Deploying projects and dependencies¶
Deploying projects¶
To deploy a Scrapy project to Scrapy Cloud, navigate into the project’s folder and run:
shub deploy [TARGET]
where [TARGET]
is either a project name defined in scrapinghub.yml
or a
numerical Scrapinghub project ID. If you have configured a default target in
your scrapinghub.yml
, you can leave out the parameter completely:
$ shub deploy
Packing version 3af023e-master
Deploying to Scrapy Cloud project "12345"
{"status": "ok", "project": 12345, "version": "3af023e-master", "spiders": 1}
Run your spiders at: https://app.scrapinghub.com/p/12345/
You can also deploy your project from a Python egg, or build one without deploying:
$ shub deploy --egg egg_name --version 1.0.0
Using egg: egg_name
Deploying to Scrapy Cloud project "12345"

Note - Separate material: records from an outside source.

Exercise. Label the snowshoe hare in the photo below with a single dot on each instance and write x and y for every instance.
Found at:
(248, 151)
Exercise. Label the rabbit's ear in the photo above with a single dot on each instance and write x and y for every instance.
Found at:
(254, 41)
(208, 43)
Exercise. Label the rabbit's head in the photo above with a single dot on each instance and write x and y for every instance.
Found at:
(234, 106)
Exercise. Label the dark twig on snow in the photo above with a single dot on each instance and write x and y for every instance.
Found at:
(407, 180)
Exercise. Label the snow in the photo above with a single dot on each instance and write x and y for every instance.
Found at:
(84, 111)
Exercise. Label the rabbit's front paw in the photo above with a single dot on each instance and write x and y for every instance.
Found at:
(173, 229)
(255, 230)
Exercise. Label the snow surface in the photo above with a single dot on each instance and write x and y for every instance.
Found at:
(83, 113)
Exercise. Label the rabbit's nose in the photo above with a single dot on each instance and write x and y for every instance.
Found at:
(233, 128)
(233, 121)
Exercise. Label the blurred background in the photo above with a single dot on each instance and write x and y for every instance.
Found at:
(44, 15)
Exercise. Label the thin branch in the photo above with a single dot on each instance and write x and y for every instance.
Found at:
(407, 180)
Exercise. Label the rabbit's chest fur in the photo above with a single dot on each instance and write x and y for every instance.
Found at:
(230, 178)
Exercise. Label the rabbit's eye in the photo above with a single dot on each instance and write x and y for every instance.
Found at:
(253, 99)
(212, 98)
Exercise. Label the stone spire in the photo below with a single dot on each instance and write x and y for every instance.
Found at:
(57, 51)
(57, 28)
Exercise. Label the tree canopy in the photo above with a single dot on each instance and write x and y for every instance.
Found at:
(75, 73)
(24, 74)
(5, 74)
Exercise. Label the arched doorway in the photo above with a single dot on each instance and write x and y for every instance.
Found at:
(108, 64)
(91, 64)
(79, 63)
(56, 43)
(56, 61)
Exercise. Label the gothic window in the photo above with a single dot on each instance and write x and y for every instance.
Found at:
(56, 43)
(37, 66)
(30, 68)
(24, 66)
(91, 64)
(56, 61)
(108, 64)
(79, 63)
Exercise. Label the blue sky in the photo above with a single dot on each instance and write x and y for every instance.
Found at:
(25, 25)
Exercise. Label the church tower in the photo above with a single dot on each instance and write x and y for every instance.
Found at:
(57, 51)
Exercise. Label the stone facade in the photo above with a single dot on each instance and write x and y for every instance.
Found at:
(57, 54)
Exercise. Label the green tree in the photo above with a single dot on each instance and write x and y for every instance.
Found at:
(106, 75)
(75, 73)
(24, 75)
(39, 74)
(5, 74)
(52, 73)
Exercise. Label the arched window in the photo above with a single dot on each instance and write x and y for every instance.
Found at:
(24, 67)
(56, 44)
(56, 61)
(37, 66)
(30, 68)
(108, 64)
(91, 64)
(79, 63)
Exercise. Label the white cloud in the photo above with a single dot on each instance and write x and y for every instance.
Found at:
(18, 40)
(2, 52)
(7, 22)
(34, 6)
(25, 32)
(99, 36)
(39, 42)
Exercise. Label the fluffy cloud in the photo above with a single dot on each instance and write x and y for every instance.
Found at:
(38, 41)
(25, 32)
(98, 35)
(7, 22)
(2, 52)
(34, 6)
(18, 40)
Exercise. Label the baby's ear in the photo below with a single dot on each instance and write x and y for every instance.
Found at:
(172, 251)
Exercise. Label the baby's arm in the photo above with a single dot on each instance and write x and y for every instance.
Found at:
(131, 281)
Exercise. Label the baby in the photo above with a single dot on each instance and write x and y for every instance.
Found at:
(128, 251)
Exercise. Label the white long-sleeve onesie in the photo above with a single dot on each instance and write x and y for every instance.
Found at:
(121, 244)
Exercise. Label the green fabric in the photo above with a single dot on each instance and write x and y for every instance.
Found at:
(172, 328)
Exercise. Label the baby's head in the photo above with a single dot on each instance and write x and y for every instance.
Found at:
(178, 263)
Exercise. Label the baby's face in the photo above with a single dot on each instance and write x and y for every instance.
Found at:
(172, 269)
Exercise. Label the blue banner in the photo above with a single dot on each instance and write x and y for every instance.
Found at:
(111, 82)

{"status": "ok", "project": 12345, "version": "1.0.0", "spiders": 1}
Run your spiders at: https://app.scrapinghub.com/p/12345/
$ shub deploy --build-egg egg_name
Writing egg to egg_name
Deploying dependencies¶
Sometimes your project will depend on third party libraries that are not available on Scrapy Cloud. You can easily upload these by specifying a requirements file:
# project_directory/scrapinghub.yml
projects:
default: 12345
prod: 33333
requirements:
file: requirements.txt
Note that this requirements file is an extension of the Scrapy Cloud
stack, and therefore should not contain packages that are already part of the
stack, such as scrapy
.
In case you use pipenv you may also specify a Pipfile
:
# project_directory/scrapinghub.yml
projects:
default: 12345
prod: 33333
requirements:
file: Pipfile
In this case the Pipfile
must be locked and pipenv
available in the
environment. A requirements.txt file will be created out of the Pipfile
so like the requirements file above, it should not contain packages that are
already part of the stack.
When your dependencies cannot be specified in a requirements file, e.g. because they are not publicly available, you can supply them as Python eggs:
# project_directory/scrapinghub.yml
projects:
default: 12345
prod: 33333
requirements:
file: requirements.txt
eggs:
- privatelib.egg
- path/to/otherlib.egg
Alternatively, if you cannot or don’t want to supply Python eggs, you can also build your own Docker image to be used on Scrapy Cloud. See Deploying custom Docker images.
Choosing a Scrapy Cloud stack¶
You can specify the Scrapy Cloud stack to deploy your spider to by adding a
stack
entry to your configuration:
# project_directory/scrapinghub.yml
projects:
default: 12345
stack: scrapy:1.3-py3
It is also possible to define the stack per project for advanced use cases:
# project_directory/scrapinghub.yml
projects:
default:
id: 12345
stack: scrapy:1.3-py3
prod: 33333 # will use Scrapinghub's default stack